La famille Renoir vit alors assez pauvrement.  Il est le sixième de sept enfants. Son père, Léonard Renoir est tailleur, sa mère, couturière. En 1844, la famille Renoir quitte Limoges pour Paris où le père espère améliorer sa situation. Pierre-Auguste y suit sa scolarité.

C’est en 1855 que le père de Renoir met son fils Auguste âgé de 14 ans en apprentissage dans une fabrique de porcelaine. L’adolescent est initié à la peinture sur porcelaine.

L’introduction d’une machine mettre fin à cette expérience et plusieurs autres suivront, dont la peinture de tentures d’Eglise.

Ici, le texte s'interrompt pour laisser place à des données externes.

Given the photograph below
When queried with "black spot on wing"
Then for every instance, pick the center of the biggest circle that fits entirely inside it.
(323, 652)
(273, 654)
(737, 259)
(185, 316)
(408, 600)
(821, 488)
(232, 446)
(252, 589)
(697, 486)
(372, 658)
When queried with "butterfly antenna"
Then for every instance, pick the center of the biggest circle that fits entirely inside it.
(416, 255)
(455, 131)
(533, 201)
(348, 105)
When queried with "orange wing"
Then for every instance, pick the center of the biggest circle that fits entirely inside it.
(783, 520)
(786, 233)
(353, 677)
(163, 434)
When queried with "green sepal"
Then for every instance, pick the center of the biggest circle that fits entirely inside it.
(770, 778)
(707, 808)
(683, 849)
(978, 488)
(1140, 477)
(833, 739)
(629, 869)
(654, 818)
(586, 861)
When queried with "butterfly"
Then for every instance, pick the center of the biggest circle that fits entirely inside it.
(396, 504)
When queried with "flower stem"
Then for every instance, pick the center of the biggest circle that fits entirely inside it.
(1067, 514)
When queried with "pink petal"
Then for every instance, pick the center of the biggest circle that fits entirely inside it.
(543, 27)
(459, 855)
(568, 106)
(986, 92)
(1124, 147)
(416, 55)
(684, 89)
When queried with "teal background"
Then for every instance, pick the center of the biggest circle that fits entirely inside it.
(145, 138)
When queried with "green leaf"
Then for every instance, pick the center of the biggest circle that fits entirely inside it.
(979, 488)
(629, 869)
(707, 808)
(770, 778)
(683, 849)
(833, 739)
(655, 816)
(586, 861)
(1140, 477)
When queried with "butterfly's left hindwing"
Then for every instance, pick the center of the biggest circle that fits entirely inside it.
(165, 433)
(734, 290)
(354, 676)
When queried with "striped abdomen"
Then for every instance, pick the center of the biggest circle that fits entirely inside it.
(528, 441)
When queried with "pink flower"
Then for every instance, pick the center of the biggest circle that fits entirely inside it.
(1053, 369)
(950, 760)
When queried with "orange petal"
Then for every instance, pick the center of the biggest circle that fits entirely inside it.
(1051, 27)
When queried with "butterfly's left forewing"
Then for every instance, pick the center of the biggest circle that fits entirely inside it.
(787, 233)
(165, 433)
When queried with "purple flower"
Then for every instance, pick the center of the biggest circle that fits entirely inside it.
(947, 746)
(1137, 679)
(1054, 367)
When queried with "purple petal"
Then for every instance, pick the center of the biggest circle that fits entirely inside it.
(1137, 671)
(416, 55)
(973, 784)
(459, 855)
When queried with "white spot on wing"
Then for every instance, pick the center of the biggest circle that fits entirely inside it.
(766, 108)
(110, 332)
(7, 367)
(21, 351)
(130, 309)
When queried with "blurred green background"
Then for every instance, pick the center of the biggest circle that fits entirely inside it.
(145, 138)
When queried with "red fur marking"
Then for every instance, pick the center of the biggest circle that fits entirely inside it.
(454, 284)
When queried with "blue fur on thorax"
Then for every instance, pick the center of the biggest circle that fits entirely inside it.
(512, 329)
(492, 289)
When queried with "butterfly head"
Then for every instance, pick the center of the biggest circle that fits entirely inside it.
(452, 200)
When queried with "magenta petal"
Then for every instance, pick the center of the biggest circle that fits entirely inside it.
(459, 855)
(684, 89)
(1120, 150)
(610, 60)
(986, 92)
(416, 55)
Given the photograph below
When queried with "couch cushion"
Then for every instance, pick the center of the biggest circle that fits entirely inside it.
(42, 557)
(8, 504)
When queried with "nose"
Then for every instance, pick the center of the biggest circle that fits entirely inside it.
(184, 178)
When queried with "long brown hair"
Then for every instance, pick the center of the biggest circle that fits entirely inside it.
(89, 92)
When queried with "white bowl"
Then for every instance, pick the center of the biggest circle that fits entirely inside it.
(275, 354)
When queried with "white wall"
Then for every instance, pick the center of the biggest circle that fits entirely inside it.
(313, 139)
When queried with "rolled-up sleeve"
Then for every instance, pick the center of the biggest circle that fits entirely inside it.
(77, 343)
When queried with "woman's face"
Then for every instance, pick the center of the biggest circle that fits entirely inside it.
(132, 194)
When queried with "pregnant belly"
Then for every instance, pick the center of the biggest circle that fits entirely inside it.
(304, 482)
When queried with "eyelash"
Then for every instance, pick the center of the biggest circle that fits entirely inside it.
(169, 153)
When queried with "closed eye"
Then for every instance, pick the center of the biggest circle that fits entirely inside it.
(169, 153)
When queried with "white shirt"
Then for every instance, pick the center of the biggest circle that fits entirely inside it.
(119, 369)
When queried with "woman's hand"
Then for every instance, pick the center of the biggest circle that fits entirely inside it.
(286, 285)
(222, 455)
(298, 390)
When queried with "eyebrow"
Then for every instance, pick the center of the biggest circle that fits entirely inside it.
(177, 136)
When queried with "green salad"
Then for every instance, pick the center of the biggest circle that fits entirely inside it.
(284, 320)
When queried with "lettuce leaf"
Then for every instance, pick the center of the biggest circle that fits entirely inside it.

Huit ans plus tard Renoir disposait d’assez d’argent pour entrer, en avril 1862, à l’école des Beaux Arts. Parallèlement au cours de l’école, il fréquence aussi l’Atelier privé de Charles Gleyre où il se liera d’amitié avec Alfred Sisley, Frédéric Bazille et Claude Monet. Les quatre amis vont peindre régulièrement en plein air dans la forêt de Fontainebleau.

Membre à part entière du groupe impressionniste, il évolue dans les années 1880 vers un style plus réaliste sous l’influence de Raphaël. Il a été peintre de nus, de portraits, paysages, marines, natures mortes et scènes de genre, pastelliste, graveur, lithographe, sculpteur et dessinateur. Peintre figuratif plus intéressé par la peinture de portraits et de nus  féminin que par celle des paysages, il a élaboré une façon de peindre originale, qui transcende ses premières influences.

En 1880, il rencontre une jeune modiste, Aline Charigot, qui travaille non loin de son atelier. Elle a vingt ans, elle posera pour lui dans de très nombreux tableaux. Ils se marieront en 1890, cinq après la naissance de Pierre, et auront trois enfants, Pierre, Jean (le cinéaste), et Claude.

Renoir est connu, apprécié, il peut maintenant profiter de la vie. Aline posera une première fois dans « les Canotiers à Chatou », puis comme les amis de Renoir, dans une de ses toiles majeures qu’il achèvera en 1881 « Le déjeuner des canotiers ».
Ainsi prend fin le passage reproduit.